In Los Angeles, tow truck drivers are trailing ICE agents and towing their government vehicles the moment they’re illegally parked. No confrontation. No signs. Just clean, precise disruption. You want law and order? Great. The law says no parking here, and the order is your car gets impounded.
In Chicago, immigration advocates are flooding ICE’s public hotlines with spam reports and false leads, tying up their systems for hours, deliberately wasting the agency’s time just as ICE has wasted so many lives.
In Tucson, activists are trailing unmarked white vans, livestreaming their movements, and notifying community defense networks in real time, turning once-invisible extractions into public emergencies ICE can no longer operate in the shadows.
In Oakland, a network of neighbors set off coordinated noise alerts when raids begin, creating chaos and confusion in the streets, forcing agents to abort their targets as the neighborhood flares to life in collective resistance.
As one observer put it: if they can immobilize our communities, maybe we immobilize them right back.
Speaking of immobilization, America is running out of places to dump its garbage, literally. Countries across Asia and Africa are closing their ports to U.S. waste exports, particularly plastic and e-waste, once falsely labeled as “recyclables.” With the Basel Convention tightening restrictions, the Global South is saying what Europe and half of U.S. voters are already thinking: Keep your garbage.
The same empire that exports war, inflation, and crypto grift can no longer export the physical byproducts of its own decline. The landfill has come home.
Yet, something is stirring… While Trump burns bridges abroad and his enablers stage cosplay revolutions at home, a different momentum is quietly taking shape.
Zohran Mamdani, the 33-year-old democratic socialist surging toward New York’s mayoralty, is showing what happens when the left builds, not just resists. It’s a warning shot to the Democratic establishment: power is organizing itself without you.
All of this, Trump’s imperial fantasies, the Fed intimidation, the ICE abuses, the collapsing façade, points to a regime that is cracking under the weight of its own delusions. And Congress?
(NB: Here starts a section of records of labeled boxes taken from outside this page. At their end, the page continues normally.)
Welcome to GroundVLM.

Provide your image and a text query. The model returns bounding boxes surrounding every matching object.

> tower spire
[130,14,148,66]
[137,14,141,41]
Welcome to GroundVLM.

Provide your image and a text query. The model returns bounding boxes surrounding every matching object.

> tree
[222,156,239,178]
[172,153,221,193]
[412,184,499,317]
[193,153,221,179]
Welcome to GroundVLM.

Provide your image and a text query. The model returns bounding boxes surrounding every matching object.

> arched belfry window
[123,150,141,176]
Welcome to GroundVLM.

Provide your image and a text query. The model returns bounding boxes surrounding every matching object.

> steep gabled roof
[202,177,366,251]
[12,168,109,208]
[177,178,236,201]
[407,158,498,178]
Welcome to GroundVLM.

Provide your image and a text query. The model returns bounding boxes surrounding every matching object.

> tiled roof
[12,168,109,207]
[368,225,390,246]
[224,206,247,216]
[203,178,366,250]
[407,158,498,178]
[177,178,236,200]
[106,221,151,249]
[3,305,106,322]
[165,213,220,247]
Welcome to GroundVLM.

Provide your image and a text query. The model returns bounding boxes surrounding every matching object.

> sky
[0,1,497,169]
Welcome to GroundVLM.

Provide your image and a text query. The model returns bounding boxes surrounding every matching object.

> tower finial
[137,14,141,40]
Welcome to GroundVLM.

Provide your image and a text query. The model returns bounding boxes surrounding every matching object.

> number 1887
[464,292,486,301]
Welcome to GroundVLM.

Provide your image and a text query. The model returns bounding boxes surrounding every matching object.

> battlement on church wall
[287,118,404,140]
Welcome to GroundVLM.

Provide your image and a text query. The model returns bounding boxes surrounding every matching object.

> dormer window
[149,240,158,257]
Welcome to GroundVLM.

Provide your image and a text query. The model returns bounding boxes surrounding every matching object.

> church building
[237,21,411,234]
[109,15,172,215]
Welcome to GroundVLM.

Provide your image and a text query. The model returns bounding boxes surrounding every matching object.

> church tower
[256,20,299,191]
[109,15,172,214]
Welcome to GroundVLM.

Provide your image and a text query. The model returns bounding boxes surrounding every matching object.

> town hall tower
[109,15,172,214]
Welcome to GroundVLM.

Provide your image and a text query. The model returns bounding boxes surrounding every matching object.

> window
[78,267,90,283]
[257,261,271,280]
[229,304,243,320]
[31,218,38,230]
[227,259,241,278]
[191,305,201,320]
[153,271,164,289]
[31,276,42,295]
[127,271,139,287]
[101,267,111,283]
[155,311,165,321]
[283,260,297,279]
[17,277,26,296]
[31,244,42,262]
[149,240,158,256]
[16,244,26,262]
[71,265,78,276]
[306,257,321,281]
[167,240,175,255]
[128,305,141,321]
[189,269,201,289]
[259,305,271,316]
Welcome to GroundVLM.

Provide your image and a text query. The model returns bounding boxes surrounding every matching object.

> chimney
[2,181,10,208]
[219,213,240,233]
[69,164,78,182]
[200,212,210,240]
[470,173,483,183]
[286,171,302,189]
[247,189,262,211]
They’re preparing to vanish for the summer, sipping cocktails while the world melts.
So here’s a thought: what if a strategic, regional general strike in targeted sectors, like transportation, coincided with tens of thousands of civilians showing up to Congress with a clear list of demands?
What if truckers didn’t haul cargo, but hauled Congress to a standstill?
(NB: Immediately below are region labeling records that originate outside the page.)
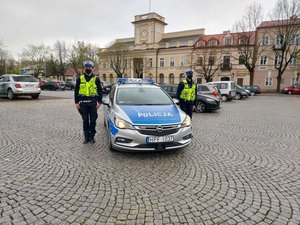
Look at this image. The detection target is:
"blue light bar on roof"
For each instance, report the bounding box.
[117,78,154,84]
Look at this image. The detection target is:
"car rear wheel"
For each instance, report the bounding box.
[234,93,241,100]
[195,102,206,113]
[7,89,17,100]
[221,95,228,102]
[31,94,40,99]
[107,127,115,151]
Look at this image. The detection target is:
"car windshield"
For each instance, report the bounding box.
[13,76,37,82]
[116,87,173,105]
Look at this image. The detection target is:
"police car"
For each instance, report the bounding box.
[103,78,192,151]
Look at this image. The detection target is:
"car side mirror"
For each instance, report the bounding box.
[172,98,179,105]
[102,98,109,107]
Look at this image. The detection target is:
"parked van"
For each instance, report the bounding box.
[207,81,236,102]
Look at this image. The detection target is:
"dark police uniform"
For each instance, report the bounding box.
[177,79,197,119]
[74,73,102,141]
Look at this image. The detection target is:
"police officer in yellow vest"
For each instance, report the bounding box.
[177,69,197,118]
[74,60,102,144]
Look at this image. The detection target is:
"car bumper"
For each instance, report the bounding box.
[109,127,192,151]
[206,102,220,110]
[13,88,41,95]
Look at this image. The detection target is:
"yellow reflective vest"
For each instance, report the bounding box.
[180,80,196,101]
[79,74,98,97]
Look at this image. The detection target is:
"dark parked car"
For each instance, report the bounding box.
[234,85,251,100]
[159,84,178,98]
[281,83,300,95]
[243,85,260,96]
[65,80,76,90]
[101,81,113,94]
[41,81,66,91]
[160,84,220,113]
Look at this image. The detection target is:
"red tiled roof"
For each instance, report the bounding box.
[257,18,300,29]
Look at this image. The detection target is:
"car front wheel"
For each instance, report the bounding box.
[31,94,40,99]
[234,93,241,100]
[195,102,206,113]
[7,89,17,100]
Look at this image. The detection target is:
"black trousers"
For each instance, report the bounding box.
[180,101,194,119]
[79,101,98,139]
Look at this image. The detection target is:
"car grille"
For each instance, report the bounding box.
[137,124,180,136]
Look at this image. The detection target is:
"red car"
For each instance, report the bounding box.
[281,83,300,95]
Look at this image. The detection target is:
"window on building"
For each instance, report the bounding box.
[292,34,300,45]
[208,55,215,66]
[276,35,283,47]
[196,77,202,84]
[169,73,175,84]
[197,57,203,66]
[159,58,165,67]
[275,55,282,65]
[265,75,272,86]
[239,55,245,65]
[149,58,153,67]
[208,40,218,47]
[180,56,185,66]
[291,72,300,84]
[224,37,232,46]
[260,55,267,65]
[159,73,165,84]
[179,73,185,81]
[170,57,175,67]
[289,57,297,65]
[261,35,269,46]
[236,77,244,86]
What if airports, buses, and railways simply stopped, not forever, just long enough to force a reckoning?
Before they can skip town for summer recess, what if the people made it clear: no one leaves until the work gets done?
If they won’t govern, we make it impossible for them to pretend.
History doesn’t wait. And power doesn’t yield to politeness, it yields to leverage. The kind that clogs their exits. Disrupts their deals. And makes them feel, for once, the pressure they so casually inflict on everyone else.
Summer is here, the exits are open. Now might be the perfect time to tow the whole damn thing.
Towing the Gestapo vehicles! Brilliant, I love it.
It's always, always the dinner table economy, and Mamdani understands this. Legacy Democrats didn't/don't seem to grasp that GDP and stock prices don't mean daily living isn't a battle for fading hopes of anything approaching the American dream. Big investors, including private equity and foreigners, dominate access to housing, healthcare, higher education and other basic necessities.
Democratic New York voters are saying what the DNC doesn't want to hear: no more! Represent the majority of us who live with soaring prices and shrinking opportunities, or move over for those who will.